Report Principles Of Operation Of An Os

Published Date: 02 Nov 2017

Multiprocessor Systems are known as parallel or tightly coupled systems. They are different than single processor systems because they have two or more processors in close communication often sharing the computer bus and more importantly the clock, memory and peripheral devices of the computer. Such operation has some distinct advantages over single processor systems which are:

Increased throughput: Increased number of processors allow for an increase of performance in the system. Although the performance gain isn’t additive, because we have to worry about keeping different parts working correctly, as well as competition for the same recourses lead to a gain but not one which the user would expect.

Economy of scale: Using multiprocessors we can save a significant amount of money, by having the system share mass storage, peripherals and power supplies. If a significant amount of programs use the same set of data, it would be cheaper to have one disk and share the data, than having different computers with single processors having to copy data on their own disk.

Increased reliability: If we can share the functions correctly among the processors the failure of one, would not stop the system, it would only slow it down. Thus by having two or more processors, the system would still continue operation.

The operating system is generally accepted as the software you receive when you buy a computer; however that concept is no longer true, as several extra applications are already installed on a computer that you buy, and vary greatly between OS. Thus the most correct notion of what is an OS is that the OS is the only program running all of the time on a computer (known as the kernel). Applications usually provide extra functionality, and they cannot be an integral part of the OS. A web browser is not necessary for an OS to work properly, even though many OS have it as part of them now. An OS needs only the absolutely necessary programs to run, and by using different applications we can increase functionality.

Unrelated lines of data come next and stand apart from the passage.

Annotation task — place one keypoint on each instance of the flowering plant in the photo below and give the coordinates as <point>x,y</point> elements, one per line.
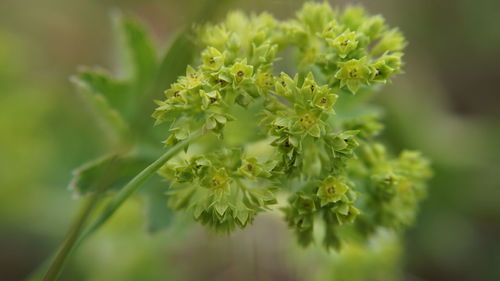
<point>267,109</point>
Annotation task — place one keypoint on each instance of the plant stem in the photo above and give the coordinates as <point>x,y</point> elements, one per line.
<point>76,237</point>
<point>71,238</point>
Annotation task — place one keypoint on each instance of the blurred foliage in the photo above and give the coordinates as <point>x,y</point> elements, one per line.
<point>445,105</point>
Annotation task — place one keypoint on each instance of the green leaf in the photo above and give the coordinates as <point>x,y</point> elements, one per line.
<point>138,51</point>
<point>106,174</point>
<point>99,81</point>
<point>158,214</point>
<point>111,120</point>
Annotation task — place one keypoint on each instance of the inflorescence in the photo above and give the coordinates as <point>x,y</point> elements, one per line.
<point>328,163</point>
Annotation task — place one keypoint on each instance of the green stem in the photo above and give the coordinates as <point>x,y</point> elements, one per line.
<point>76,237</point>
<point>71,238</point>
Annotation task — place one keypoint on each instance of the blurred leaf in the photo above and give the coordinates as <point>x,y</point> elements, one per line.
<point>138,51</point>
<point>109,118</point>
<point>106,173</point>
<point>158,214</point>
<point>101,82</point>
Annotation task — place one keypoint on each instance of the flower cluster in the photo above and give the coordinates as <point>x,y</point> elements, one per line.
<point>302,134</point>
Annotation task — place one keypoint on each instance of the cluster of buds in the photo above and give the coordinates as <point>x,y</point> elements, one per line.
<point>310,137</point>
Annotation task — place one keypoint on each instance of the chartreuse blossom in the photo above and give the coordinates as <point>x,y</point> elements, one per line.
<point>323,155</point>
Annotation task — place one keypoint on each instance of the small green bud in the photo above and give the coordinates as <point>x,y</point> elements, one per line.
<point>352,74</point>
<point>212,59</point>
<point>331,190</point>
<point>241,71</point>
<point>344,43</point>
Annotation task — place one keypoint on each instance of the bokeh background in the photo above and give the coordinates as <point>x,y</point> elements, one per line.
<point>446,105</point>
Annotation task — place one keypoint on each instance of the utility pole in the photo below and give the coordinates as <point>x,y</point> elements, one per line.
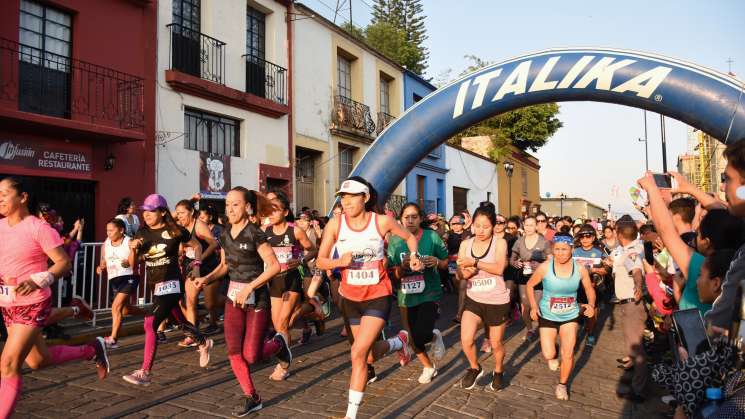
<point>664,144</point>
<point>646,148</point>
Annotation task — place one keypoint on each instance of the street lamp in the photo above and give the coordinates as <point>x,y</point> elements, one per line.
<point>562,197</point>
<point>508,168</point>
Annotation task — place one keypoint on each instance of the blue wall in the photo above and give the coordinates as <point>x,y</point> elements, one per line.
<point>432,167</point>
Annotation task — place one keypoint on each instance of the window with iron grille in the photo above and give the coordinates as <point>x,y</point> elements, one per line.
<point>211,133</point>
<point>187,13</point>
<point>255,33</point>
<point>346,162</point>
<point>344,77</point>
<point>385,98</point>
<point>45,38</point>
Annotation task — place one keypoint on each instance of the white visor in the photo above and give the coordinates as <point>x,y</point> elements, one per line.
<point>353,187</point>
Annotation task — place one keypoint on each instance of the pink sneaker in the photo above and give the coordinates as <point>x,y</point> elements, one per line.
<point>404,354</point>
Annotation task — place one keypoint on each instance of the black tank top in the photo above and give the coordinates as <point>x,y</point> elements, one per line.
<point>243,259</point>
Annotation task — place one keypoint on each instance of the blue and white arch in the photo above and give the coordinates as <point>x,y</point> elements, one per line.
<point>703,98</point>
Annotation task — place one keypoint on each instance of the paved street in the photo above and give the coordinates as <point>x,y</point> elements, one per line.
<point>317,387</point>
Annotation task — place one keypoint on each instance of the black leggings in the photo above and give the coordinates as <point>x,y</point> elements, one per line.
<point>421,321</point>
<point>163,305</point>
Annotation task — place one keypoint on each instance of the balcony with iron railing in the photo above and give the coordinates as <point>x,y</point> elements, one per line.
<point>266,79</point>
<point>352,117</point>
<point>197,54</point>
<point>76,94</point>
<point>384,120</point>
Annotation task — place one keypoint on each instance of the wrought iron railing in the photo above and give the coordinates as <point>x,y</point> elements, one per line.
<point>351,115</point>
<point>50,84</point>
<point>266,79</point>
<point>195,53</point>
<point>383,120</point>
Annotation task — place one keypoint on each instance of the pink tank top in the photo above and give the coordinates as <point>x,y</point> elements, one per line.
<point>485,287</point>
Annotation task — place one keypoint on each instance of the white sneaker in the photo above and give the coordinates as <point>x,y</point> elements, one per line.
<point>438,346</point>
<point>427,375</point>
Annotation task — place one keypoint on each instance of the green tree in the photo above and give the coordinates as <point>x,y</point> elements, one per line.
<point>527,128</point>
<point>406,16</point>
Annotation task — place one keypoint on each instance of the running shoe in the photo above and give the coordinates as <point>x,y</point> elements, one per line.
<point>438,346</point>
<point>591,341</point>
<point>279,374</point>
<point>211,330</point>
<point>305,337</point>
<point>188,342</point>
<point>102,358</point>
<point>486,346</point>
<point>561,392</point>
<point>427,375</point>
<point>84,310</point>
<point>404,354</point>
<point>371,377</point>
<point>496,382</point>
<point>138,378</point>
<point>320,326</point>
<point>204,352</point>
<point>111,343</point>
<point>284,355</point>
<point>472,375</point>
<point>250,404</point>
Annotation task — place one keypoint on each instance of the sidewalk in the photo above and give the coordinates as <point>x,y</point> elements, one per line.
<point>318,384</point>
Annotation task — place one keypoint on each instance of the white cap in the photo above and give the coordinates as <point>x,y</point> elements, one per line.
<point>353,187</point>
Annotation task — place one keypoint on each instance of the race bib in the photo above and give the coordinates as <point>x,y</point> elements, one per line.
<point>412,284</point>
<point>562,305</point>
<point>168,287</point>
<point>452,268</point>
<point>7,294</point>
<point>235,288</point>
<point>362,276</point>
<point>483,284</point>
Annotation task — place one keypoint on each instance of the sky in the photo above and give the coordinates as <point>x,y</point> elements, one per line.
<point>596,155</point>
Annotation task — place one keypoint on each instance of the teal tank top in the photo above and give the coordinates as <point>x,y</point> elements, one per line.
<point>559,301</point>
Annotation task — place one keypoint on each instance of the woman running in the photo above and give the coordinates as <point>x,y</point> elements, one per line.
<point>558,313</point>
<point>530,250</point>
<point>420,291</point>
<point>249,262</point>
<point>481,262</point>
<point>25,277</point>
<point>289,243</point>
<point>186,216</point>
<point>366,291</point>
<point>160,242</point>
<point>117,261</point>
<point>587,252</point>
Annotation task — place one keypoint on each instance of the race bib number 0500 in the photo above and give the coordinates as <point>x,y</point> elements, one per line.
<point>562,305</point>
<point>168,287</point>
<point>235,288</point>
<point>412,284</point>
<point>363,276</point>
<point>7,294</point>
<point>483,284</point>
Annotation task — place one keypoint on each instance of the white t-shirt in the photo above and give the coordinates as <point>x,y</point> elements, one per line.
<point>625,260</point>
<point>115,255</point>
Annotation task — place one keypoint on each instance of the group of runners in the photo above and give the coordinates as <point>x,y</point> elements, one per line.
<point>259,269</point>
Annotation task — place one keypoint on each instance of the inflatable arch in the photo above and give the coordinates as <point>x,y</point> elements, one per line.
<point>703,98</point>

When a computer starts it needs an initial program to run with, typically called bootstrap program. This program is pretty simple and it’s stored in ROM. The bootstrap loads the OS and start executing it, by loading the kernel into memory and waits for an event to happen. Then an interrupt from the hardware or the software occurs signalling the event that was expected. Hardware can trigger an interrupt by sending a signal to the CPU from the system bus. Software can execute an interrupt by using a system call. Then the CPU stops what it is doing and transfers execution to the location containing the starting address where the service routine for the interrupt is located. On completion the CPU continues the interrupted execution. //enough for interrupts?

Structural Organization

Monolithic structure: This structure is mostly used by systems that are small and simple, mostly limited systems that go beyond their original scope. They are written to provide the most functionality in the least amount of space. A typical example is MS-DOS with a picture of the structure below.

Image courtesy of Operating Systems Concepts.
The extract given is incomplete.